Doch wirklich durchsetzen konnte sich Locadia auf der Insel nicht. Er wechselte nach Deutschland zur TSG Hoffenheim, für die er 2019 eine Halbserie spielte und in elf Bundesliga-Partien vier Tore erzielte. Es folgte eine Leihe in die USA und schließlich die Rückkehr nach England. Nun, ein halbes Jahr vor Vertragsende, folgte er dem Lockruf des VfL Bochum und nimmt dafür auch finanzielle Einbußen in Kauf. Deshalb hat er zunächst nur für ein halbes Jahr unterschrieben. Anders war die Verpflichtung für den Klub nicht darstellbar.

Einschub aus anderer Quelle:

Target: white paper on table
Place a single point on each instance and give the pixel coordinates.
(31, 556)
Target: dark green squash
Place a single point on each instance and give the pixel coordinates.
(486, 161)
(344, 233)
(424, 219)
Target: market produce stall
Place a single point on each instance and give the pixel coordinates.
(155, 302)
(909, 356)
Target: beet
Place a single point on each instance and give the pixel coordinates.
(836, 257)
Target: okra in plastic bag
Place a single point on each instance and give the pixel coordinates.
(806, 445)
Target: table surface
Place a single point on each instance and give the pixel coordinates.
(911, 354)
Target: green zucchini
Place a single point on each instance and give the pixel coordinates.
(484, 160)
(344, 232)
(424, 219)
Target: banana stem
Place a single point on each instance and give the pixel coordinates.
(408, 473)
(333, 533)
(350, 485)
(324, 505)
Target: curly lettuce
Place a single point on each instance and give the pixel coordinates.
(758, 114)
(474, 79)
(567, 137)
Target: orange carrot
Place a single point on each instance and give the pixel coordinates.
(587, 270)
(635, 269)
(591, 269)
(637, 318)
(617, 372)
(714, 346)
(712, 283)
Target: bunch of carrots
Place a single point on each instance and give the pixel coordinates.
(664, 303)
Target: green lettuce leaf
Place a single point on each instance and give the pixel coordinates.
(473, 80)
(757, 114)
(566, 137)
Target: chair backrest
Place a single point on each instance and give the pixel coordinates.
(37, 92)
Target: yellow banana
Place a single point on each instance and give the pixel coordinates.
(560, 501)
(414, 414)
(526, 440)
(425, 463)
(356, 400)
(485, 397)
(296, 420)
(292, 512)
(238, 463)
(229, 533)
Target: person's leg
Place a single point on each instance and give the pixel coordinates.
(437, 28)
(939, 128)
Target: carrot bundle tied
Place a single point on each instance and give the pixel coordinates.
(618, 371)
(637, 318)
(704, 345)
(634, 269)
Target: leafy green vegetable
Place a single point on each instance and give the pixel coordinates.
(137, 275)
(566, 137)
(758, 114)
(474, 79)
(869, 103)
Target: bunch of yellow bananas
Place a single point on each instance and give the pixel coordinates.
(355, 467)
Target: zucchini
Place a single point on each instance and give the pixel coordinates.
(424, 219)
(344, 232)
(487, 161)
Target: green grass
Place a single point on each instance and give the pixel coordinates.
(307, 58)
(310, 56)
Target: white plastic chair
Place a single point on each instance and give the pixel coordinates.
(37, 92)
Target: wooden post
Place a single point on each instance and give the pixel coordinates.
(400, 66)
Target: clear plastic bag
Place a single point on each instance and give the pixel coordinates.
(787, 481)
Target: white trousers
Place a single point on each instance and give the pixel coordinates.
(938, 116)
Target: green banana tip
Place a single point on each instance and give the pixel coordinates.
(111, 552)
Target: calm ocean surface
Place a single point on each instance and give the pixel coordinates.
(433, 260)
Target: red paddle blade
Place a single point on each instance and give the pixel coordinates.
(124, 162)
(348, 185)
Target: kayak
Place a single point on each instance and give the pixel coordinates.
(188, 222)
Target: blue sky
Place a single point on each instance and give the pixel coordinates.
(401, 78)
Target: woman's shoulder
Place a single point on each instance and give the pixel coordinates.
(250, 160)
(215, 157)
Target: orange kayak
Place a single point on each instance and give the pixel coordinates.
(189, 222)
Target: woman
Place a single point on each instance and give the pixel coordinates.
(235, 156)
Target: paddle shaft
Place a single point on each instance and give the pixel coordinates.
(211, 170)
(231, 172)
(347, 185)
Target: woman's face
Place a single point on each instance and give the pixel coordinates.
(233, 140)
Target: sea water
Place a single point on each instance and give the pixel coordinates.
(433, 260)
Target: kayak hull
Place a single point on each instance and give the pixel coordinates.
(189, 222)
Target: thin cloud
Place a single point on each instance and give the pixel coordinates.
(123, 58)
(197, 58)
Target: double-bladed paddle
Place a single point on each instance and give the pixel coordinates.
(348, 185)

Im Falle des Klassenerhalts müsste also neu verhandelt werden, eine Vertragsklausel gibt es nicht – eine weitere Zusammenarbeit ist aber keineswegs ausgeschlossen. Ohne Kompromisse geht es für den VfL bei Transfers dieser Größenordnung jedoch nicht. Die Gehaltsunterschiede zwischen einem etablierten Premier-League-Klub und einem Bundesliga-Aufsteiger sind eklatant. Locadia wird in Bochum nur einen Bruchteil dessen bekommen, was ihm Brighton zahlen konnte.

Mittelfeldspieler gesucht

Weitere Zu- und Abgänge, vielleicht auf ähnlichem Wege, sind weiter möglich. Mit Saulo Decarli, Raman Chibsah, Tom Weilandt und Tarsis Bonga dürfen vier Reservisten gehen, sie alle haben aber noch einen gültigen Vertrag. Gesucht wird noch ein zentraler Mittelfeldspieler für mehr Kreativität. Wobei die Verantwortlichen nur dann zuschlagen werden, wenn es sportlich und wirtschaftlich wirklich passt. Ohne weitere Abgänge ist ein zweiter Neuzugang nicht ausgeschlossen, aber weniger realistisch. Das Transferfenster ist noch bis zum 31. Januar geöffnet.